AS-G Raju had alleged that the ‘toolkit’ has embedded hyperlinks with an intent to malign India abroad. But the court said there was “absolutely nothing objectionable” in the hyperlink ‘askindiawhy.com’ embedded with the ‘toolkit’.

On another hyperlink ‘Genocide.org’ embedded in the ‘toolkit’, the court concurred with the ASG that the imputations are really objectionable in the website.

“However, even if the said imputations are found to be objectionable in nature, I cannot but disagree with AS-G that the said material is seditious in nature,” Judge Rana said, adding, “The imputations may be false, exaggerated or even with a mischievous intent but the same cannot be stigmatised being seditious unless they have tendency to foment violence.”

The Delhi police had alleged that Ms. Ravi along with her associates under the pretext of protesting against the farm laws have resolved to vandalize Indian Embassies and specifically attack symbols of India i.e. Yoga and Chai.
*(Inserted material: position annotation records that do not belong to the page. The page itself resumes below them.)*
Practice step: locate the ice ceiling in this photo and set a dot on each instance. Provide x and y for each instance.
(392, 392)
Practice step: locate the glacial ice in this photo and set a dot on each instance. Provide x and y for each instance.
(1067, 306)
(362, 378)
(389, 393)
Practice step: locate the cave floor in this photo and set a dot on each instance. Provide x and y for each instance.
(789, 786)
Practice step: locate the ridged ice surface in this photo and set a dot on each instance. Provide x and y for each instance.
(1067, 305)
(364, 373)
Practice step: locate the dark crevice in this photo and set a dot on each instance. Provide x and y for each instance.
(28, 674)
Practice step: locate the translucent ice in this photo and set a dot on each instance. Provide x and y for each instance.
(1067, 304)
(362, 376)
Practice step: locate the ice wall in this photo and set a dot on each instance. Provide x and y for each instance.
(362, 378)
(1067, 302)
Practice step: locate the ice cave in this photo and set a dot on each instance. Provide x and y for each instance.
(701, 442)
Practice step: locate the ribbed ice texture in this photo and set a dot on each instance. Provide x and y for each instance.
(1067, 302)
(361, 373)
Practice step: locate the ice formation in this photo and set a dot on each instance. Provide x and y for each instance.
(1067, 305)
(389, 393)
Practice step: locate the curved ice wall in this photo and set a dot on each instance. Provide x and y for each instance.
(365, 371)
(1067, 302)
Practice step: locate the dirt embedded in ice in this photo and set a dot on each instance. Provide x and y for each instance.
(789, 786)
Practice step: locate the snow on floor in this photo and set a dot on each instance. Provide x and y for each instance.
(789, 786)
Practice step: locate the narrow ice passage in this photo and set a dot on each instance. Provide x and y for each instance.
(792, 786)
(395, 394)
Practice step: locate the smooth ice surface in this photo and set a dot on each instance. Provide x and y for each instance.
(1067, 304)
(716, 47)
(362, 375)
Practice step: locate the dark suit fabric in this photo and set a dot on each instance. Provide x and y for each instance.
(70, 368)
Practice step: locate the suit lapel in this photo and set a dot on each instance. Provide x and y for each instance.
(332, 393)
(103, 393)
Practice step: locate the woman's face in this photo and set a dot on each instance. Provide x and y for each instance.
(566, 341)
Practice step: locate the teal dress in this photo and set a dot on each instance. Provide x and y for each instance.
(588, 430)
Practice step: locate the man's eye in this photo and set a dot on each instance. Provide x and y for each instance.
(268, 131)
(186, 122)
“Except for a bare assertion, no evidence has been brought to my notice to support the contention that any violence took place at any of the Indian Embassies pursuant to the sinister designs of the applicant/accused and her co-conspirators,” the court said.

“Conspiracy cannot be proved merely on the basis of inferences. The inferences have to be backed by evidence,” the court noted. It added, “In my considered opinion creation of a WhatsApp group or being editor of an innocuous Toolkit is not an offence.”

“In the absence of any evidence to the effect that the applicant/accused (Ms. Ravi) agreed or shared a common purpose to cause violence on January 26 with the founders of PJF, it cannot be presumed by resorting to surmises or conjectures that she also supported the secessionist tendencies or the violence caused on January 26,” the court added.